Lorenzo Nada è bravo e lo sappiamo. Il suo ultimo disco, Plush & Safe (ormai di due anni fa), ci era piaciuto molto e ne avevamo anche parlato direttamente con lui. La sensazione era che quell’album rappresentasse il punto di arrivo di un percorso coerente e lasciato respirare e svilupparsi nel migliore dei modi. La cifra stilistica, ormai consolidata e riconoscibilissima, del progetto Godblesscomputers era “arrivata”: intimismo post-soul, un forte retaggio hip hop e quella morbidezza tutta umana che aveva lanciato l’ossimorica espressione di “elettronica organica”. A fronte di un disco riuscito, il pericolo era però che la formula di successo si trasformasse in rito e maniera.

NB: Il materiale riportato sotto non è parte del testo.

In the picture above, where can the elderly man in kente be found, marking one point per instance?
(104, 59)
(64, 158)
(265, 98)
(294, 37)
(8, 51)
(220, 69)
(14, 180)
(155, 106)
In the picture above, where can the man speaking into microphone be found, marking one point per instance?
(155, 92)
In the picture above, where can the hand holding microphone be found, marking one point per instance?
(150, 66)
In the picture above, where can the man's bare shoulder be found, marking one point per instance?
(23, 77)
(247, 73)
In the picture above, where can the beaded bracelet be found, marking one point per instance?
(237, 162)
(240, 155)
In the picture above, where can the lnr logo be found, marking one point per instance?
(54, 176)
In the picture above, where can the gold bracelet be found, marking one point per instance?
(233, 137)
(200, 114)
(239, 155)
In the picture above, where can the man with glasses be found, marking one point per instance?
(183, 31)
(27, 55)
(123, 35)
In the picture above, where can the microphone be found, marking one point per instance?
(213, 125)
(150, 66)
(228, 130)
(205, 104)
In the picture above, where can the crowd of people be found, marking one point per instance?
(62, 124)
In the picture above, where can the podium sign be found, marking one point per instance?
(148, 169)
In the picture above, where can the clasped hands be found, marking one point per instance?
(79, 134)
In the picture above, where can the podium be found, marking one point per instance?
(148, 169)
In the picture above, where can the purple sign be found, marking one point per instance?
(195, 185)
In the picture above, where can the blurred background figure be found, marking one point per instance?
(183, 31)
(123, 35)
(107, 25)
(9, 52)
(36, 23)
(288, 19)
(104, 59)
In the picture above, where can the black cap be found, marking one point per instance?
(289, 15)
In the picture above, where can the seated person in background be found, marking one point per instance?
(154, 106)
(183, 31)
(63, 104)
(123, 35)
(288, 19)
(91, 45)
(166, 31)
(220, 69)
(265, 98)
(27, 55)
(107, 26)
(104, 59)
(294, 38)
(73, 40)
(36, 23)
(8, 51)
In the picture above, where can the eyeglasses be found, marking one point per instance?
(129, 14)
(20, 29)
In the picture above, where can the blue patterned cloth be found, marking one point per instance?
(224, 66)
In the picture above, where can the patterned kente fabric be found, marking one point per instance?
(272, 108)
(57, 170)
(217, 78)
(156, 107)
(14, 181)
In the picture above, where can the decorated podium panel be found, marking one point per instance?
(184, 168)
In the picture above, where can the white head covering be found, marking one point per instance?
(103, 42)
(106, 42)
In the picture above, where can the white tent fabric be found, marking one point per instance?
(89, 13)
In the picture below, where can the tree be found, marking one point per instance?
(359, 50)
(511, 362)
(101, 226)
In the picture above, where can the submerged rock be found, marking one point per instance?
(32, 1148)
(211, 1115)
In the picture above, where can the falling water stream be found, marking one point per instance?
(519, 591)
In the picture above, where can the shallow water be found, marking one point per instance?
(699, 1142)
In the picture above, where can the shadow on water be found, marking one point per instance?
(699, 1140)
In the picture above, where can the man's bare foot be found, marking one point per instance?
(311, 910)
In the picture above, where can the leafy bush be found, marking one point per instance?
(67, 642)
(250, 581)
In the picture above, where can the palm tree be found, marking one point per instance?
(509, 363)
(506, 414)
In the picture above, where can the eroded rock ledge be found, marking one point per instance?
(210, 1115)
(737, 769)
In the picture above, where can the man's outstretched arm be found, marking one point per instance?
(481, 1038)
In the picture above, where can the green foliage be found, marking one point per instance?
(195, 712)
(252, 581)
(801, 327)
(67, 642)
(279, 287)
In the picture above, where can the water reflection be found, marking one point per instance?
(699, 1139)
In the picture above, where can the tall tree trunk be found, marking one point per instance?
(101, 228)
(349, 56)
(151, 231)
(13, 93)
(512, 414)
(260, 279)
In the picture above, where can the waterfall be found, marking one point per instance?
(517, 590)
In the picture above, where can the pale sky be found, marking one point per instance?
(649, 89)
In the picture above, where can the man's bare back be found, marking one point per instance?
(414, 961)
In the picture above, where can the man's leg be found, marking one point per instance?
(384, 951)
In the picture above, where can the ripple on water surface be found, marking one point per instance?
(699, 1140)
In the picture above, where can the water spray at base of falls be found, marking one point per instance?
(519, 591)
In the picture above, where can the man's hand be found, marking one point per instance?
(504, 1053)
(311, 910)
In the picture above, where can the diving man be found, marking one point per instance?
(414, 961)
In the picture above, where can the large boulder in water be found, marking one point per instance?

Così non è stato, e Solchi è un nuovo lavoro in cui Nada dimostra una volta di più di sapersi muovere agilmente nello scansare i cliché in cui potrebbe incappare. «Un viaggio a ritroso nel tempo», come lo ha lui stesso definito, in cui le sue tante influenze si cedono vicendevolmente il passo in un colorato caleidoscopio stilistico che rinfresca la formula senza mai scadere nella cartolina pre-confezionata. Fa un po’ tutto quello che gli gira il buon Nada, divertendosi e spaziando alla grande: così sulle impalcature (ancora) mutuate dall’hip hop arrivano kalimbe e piani elettrici (Brothers), languide morbidezze da tramonto estivo (Adriatica) e soprattutto assolute sorprese come la funk-house pailettosa e danzereccia di Records (a quattro mani con Ricky Cardelli di Funk Rimini). I risultati migliori arrivano poi quando il producer bolognese cesella la base per i tanti ospiti. Una strada che già aveva percorso, anche se non in modo così “sistematico”, e che recentemente era stata riproposta con gli ottimi beat per Il Tempo non ci Basterà e Malibu di Mecna. Ora la presenza di contributi esterni diventa l’occasione per ampliare ulteriormente la palette, con il neo-soul di How About U ft. Davide Shorty (di cui già vi avevamo parlato) e i ritmi in levare di Life on Fire ft. Forelock (voce degli Arawak) e Paolo Baldini.
Se poi dobbiamo scegliere i nostri due momenti preferiti, andiamo con le due crepuscolari ballad Dreamers e Father’s Light – rispettivamente con collaborazioni con i Klune e gli Inude. Altro centro.